SELECT a.geog  <-> g.geog As knn_dist, ST_Distance(a.geog,g.geog) As dist, ST_Distance(a.geog,g.geog, false) As dist_sphere
FROM (SELECT 'POINT(-105.45 3.8)'::geography) As a(geog) ,
    (VALUES ('POINT(-105.45 2.85)'::geography ) , ( 'POINT(-105.45 4.75)'::geography) ) g(geog);

    knn_dist    |       dist       |  dist_sphere
----------------+------------------+----------------
 105635.3257479 | 105049.134514627 | 105635.3257479
 105635.3257479 | 105051.447591582 | 105635.3257479

comment:5 Changed 4 years ago by robe

Hey wait a minute -- looks like in r13588 you switched it back to not use spheroid.
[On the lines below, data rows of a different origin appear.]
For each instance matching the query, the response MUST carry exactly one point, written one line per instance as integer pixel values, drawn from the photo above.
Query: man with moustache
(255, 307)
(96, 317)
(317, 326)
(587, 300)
comment:6 Changed 4 years ago by robe

Resolution: fixed
Status: reopenedclosed

Okay fixed at r13590 and the knn_recheck regress test I had put in is now passing now without crashing.

comment:7 Changed 4 years ago by robe

I'm beginning to think this is a sunk cause - should we just have it use sphere? I was all happy until I went to cleanup my tests (to get rid of the additional order by which was preventing index from kicking in) and was able to trigger the index out of order problem again. I'll confirm it's the forcing the spheroid that is causing this before we decide if we need to sacrifice this to make #3131 work.

comment:8 Changed 4 years ago by robe

Component: postgisdocumentation

reverted the fix, and amended the documentation to say its on sphere instead of spheroid at r13593

Note: See TracTickets for help on using tickets.